De naam Broedertwist is ontleend aan de ruzie tussen twee buurvolkeren, die vóór de 80-jarige Oorlog verenigd waren onder de Bourgondiërs en de Habsburgers en die na de Napoleontische oorlogen weer even een eenheid vormden.
Peter Rietbergen opent het verhaal met zijn visie op de periode van de hereniging, 1815-1830 (hier op p. 8 met drukfoutje 1845). Het Congres van Wenen had Noord en Zuid verenigd. Er waren mankementen in de grondwet: het Zuiden kreeg met 3,5 miljoen inwoners evenveel vertegenwoordigers in de Tweede Kamer als het Noorden met 2 miljoen en de bisschoppen in het Zuiden tekenden verzet aan tegen de afschaffing van het statuut van staatsgodsdienst voor het katholicisme. Slechts 527 van de 1604 zuidelijke notabelen keurden de grondwet goed, maar Willem telde de afwezigen en de tegenstemmers omwille van de godsdienst bij de voorstemmers. Door deze ‘arithmétique hollandaise’ kon hij in september 1815 in Brussel de eed op de grondwet afleggen.

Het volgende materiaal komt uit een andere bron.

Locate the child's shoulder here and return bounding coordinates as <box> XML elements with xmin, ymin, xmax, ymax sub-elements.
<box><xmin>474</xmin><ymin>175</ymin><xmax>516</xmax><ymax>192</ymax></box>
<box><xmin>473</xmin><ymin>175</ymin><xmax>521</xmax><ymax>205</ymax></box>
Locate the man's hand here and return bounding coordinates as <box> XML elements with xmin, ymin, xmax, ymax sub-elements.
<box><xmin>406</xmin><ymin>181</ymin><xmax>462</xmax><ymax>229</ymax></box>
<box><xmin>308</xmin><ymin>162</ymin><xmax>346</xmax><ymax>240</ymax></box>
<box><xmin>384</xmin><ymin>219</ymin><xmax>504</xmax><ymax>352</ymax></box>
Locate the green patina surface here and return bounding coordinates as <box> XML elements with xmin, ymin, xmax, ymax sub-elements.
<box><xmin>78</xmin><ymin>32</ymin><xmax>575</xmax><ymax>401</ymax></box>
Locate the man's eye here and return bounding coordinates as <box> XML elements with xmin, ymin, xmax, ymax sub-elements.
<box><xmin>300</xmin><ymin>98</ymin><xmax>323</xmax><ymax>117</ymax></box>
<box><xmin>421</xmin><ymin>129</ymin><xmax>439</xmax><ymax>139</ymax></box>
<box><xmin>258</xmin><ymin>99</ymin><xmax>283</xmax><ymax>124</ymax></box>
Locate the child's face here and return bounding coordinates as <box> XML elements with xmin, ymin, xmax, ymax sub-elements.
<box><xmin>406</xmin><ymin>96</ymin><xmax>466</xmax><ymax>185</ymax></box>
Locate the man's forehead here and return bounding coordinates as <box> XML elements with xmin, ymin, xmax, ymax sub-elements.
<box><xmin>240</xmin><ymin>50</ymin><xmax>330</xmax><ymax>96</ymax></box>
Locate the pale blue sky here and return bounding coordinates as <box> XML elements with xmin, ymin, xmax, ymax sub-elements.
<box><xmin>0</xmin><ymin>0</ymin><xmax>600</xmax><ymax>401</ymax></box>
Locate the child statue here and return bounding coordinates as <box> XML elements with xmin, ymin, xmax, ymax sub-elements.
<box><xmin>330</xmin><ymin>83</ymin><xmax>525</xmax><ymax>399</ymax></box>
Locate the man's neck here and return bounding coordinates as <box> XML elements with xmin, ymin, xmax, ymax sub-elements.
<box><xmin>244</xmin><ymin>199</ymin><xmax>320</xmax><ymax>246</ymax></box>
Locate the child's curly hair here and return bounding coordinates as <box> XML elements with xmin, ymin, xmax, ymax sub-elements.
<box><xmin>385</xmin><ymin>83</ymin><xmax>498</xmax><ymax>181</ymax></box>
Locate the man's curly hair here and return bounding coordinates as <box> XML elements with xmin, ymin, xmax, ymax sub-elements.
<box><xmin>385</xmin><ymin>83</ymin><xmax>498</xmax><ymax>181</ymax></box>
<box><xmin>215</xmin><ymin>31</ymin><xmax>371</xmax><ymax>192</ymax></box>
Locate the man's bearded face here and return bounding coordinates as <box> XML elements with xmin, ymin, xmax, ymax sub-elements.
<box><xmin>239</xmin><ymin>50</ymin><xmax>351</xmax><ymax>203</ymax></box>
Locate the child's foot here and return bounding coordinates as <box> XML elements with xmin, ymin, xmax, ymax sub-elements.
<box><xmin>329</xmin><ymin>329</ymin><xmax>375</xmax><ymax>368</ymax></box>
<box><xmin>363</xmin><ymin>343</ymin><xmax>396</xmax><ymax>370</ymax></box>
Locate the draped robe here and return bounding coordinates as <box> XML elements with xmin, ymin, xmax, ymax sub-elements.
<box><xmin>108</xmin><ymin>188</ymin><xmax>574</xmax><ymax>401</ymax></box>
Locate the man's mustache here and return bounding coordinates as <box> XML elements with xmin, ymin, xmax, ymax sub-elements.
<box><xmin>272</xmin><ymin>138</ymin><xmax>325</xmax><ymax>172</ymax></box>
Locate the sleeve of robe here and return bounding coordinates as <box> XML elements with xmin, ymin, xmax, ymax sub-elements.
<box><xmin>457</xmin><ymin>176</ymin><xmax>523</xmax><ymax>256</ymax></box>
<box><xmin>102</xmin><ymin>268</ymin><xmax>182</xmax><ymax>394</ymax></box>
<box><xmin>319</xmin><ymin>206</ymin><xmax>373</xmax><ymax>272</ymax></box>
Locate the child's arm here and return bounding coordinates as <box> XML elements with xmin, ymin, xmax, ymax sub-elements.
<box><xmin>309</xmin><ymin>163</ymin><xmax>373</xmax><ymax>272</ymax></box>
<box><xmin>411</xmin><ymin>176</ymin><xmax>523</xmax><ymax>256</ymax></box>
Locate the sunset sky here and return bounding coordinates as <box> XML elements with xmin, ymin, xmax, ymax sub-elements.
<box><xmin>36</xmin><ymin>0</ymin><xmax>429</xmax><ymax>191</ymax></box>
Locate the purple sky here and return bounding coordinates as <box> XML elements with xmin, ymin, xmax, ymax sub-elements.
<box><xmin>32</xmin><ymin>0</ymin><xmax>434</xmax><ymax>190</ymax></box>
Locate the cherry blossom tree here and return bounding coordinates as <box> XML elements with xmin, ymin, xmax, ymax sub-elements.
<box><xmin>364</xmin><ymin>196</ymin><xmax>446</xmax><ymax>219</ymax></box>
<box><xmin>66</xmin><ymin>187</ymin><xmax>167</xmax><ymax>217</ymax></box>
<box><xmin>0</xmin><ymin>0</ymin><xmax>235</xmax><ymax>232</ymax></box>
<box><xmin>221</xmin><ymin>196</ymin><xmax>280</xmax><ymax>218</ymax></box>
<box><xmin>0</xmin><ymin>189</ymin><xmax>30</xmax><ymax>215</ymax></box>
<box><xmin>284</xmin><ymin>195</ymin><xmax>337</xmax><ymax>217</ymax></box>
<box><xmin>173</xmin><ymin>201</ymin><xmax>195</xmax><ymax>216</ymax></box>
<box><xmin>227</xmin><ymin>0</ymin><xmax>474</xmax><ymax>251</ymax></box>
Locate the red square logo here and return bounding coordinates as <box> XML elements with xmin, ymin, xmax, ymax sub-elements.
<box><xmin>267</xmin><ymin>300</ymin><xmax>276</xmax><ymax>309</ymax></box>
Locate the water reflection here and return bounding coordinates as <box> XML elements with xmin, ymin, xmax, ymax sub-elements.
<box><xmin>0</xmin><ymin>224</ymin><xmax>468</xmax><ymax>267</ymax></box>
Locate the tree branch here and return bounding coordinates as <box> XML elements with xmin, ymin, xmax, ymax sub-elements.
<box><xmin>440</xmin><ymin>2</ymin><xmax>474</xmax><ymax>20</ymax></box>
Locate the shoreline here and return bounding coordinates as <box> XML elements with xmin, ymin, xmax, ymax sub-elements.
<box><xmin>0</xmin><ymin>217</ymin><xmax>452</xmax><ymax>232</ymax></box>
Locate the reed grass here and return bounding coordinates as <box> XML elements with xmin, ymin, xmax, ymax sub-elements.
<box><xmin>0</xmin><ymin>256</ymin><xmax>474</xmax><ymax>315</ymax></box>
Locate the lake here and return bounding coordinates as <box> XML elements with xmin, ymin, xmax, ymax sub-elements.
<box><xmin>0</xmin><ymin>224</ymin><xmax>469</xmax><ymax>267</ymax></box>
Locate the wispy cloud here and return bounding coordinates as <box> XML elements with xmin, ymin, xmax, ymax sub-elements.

Om te beletten dat Frankrijk opnieuw het militair en economisch belangrijke Rijnland zou binnendringen, kreeg Willem het pas gecreëerde Groothertogdom Luxemburg erbij (tot 1890). Vanaf het begin kampte Willem met problemen: het Zuiden was zeer katholiek en zeer klerikaal, de elite sprak Frans (Willem zelf trouwens ook), het gewone volk kende enkel Vlaamse dialecten, die sterk afweken van het ‘Hollands’. De economische verschillen waren groot: het Noorden had kolonies en een dynamische handel, het Zuiden was mede door de sluiting van de Schelde sinds 1585 grotendeels agrarisch geworden.
Willem deed veel voor het Zuiden: hij gaf subsidies aan de industrie, die katoen uit Nederlandse kolonies verwerkte en staal en steenkool produceerde; hij stimuleerde de aanleg van wegen en kanalen. Maar als autocraat botste hij op een andere cultuur: min of meer zelfbestuur, katholiek, aristocratisch, Franstalig. Willem deed symbolische toegevingen: hij gebruikte formules uit een eed van Karel V en liet het Te Deum zingen bij zijn eedaflegging, hij richtte een rijksuniversiteit op in Gent en in Luik, naast de 400 jaar oude katholieke in Leuven en hij bouwde de anti-Franse leeuw van Waterloo.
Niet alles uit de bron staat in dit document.